Don’t forget to take a selfie with alpacas and see the rare red beach at the Paracas National Reserve.
To get to the world-famous Machu Picchu ruins, you can choose to walk along the same trail the Incas originally used to reach the ancient village.
The Lares Trek is another popular Inca trail that starts from the small town of Lares, leads through Lares Valley and ends in Ollantaytambo.
The trail takes anywhere from 2 to 7 days depending on which other means of transportation you’d like to use.
Quechua is the most widely spoken of all the indigenous American languages, with an estimated 8 to 10 million native speakers around the world.

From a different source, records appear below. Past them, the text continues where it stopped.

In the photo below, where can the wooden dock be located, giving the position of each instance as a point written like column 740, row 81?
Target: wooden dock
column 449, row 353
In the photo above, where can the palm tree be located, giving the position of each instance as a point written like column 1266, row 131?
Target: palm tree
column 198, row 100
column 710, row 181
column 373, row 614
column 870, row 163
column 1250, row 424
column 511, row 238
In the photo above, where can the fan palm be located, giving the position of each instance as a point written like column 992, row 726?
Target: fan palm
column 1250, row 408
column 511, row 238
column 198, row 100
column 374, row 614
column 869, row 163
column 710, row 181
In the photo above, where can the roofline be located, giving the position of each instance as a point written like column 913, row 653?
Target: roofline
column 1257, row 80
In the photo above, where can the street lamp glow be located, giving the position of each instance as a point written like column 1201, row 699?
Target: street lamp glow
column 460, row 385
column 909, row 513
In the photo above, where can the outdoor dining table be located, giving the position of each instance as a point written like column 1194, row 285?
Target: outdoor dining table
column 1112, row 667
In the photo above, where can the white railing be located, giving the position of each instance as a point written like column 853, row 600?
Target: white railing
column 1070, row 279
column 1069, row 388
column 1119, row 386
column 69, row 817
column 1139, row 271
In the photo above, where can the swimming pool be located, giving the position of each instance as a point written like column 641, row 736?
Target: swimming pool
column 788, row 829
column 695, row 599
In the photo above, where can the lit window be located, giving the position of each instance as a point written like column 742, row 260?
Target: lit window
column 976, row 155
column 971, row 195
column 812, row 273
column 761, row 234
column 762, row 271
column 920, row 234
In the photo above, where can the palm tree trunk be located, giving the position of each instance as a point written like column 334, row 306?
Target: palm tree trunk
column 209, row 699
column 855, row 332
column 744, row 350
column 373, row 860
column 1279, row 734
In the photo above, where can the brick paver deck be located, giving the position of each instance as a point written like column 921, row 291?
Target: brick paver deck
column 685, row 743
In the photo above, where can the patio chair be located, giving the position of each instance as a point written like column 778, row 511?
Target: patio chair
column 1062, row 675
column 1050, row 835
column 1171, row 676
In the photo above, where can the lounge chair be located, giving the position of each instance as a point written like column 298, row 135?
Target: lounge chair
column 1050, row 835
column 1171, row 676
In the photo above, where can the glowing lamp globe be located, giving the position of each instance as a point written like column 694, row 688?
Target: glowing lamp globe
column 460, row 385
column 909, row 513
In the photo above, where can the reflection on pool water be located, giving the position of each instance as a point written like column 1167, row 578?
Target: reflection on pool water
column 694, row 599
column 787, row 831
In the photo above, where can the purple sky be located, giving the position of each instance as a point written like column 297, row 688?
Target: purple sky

While we know very little about the origins of the language, it is known that the ancient Incas adopted Quechua and spread it throughout their kingdom.
Even though it’s often referred to as a single language, there are actually 3 major dialects: Ecuador Quechua (Ecuador and Peru), Central Quechua (northern Peru) and Southern Quechua (Peru, Bolivia and Argentina).
Quechua words like ‘llama’ and ‘condor’ have made their way into the English language.